Majelis hakim kesal pada saksi Raja Sahlan yang selalu menjawab lupa atau tidak tahu, meminta jaksa segera menaikkan status saksi jadi tersangka, mengikuti atasannnya Bupati Hidayat dan Plt Kadis PU Khairul Anwar Daulay.

“Bagaimana permintaan saya agar status saksi dinaikkan, Pak Jaksa? Sudah sampai di mana perkembangan penyidikannya?” kata hakim Ahmad Drajad saat sidang di Pengadilan Negeri Medan, Senin (11/11).
Drajad mengatakan, ada banyak alasan kenapa Raja Sahlan patut dijadikan tersangka. Selain tidak mendukung program pemerintah dalam pemberantasan korupsi, saksi juga cukup berperan aktif dalam terciptanya tindak pidana korupsi dalam perkara dugaan korupsi pembangunan RSUD Panyabungan. Di antaranya dengan meminta agar Surung Panjaitan menyerahkan uang kepada terdakwa.

“Anda terlibat mencarikan rekanan, mengetahui soal adanya fee untuk memuluskan proyek itu. Anda tahu itu salah, tapi Anda mendukungnya,” ujar Drajat kepada Sahlan.
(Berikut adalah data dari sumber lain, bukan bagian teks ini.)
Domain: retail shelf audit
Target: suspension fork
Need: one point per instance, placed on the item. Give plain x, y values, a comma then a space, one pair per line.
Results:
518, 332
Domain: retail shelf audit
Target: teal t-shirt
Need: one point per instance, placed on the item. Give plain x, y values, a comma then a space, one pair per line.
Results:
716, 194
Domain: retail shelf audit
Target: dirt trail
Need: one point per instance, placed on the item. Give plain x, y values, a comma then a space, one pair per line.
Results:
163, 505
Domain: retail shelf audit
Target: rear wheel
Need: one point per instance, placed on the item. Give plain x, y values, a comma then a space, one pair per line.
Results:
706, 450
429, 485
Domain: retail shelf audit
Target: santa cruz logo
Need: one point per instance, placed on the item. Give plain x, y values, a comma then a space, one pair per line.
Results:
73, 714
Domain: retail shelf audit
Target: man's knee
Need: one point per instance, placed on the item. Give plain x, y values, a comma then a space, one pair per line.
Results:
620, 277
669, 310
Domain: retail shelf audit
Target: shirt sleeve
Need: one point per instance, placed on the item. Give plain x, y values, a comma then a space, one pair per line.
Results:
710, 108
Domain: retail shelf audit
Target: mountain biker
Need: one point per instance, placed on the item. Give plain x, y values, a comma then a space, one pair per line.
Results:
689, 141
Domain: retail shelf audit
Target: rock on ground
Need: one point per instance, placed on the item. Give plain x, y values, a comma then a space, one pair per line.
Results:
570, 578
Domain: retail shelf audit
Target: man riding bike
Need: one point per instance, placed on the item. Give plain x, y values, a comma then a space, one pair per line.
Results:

Jaksa Supardi mengatakan, permintaan itu sudah masuk dalam Bagian Koordinasi dan Supervisi KPK.
Mantan Kadis Pekerjaan Umum Madina ini mengaku diperintah Hidayat untuk mencari kontraktor yang bisa mengerjakan pembangunan di RSUD Panyabungan. Proyek senilai Rp 32 miliar yang sebenarnya harus ditenderkan ini termasuk dalam anggaran Bantuan Daerah Bawahan untuk Madina yang masuk di APBD Pemprov Sumut.

Bupati Madina pernah mengirimkan surat ke Pemprov untuk membatalkan proyek karena terkendala banyak faktor seperti lokasi. Namun, karena Pemprov belum memberikan jawaban, Sahlan percaya diri menjajakannya ke beberapa kontraktor. Belakangan, pilihan jatuh kepada PT Sige Sinar Gemilang milik Surung Panjaitan. Menurutnya, Surung bersedia memberikan fee proyek sebesar 15 persen. Menurutnya, sebanyak tujuh persen dari fee tersebut akan dipakai untuk biaya asistensi ke Pemprov dan dibagikan ke Bupati dan para bawahan.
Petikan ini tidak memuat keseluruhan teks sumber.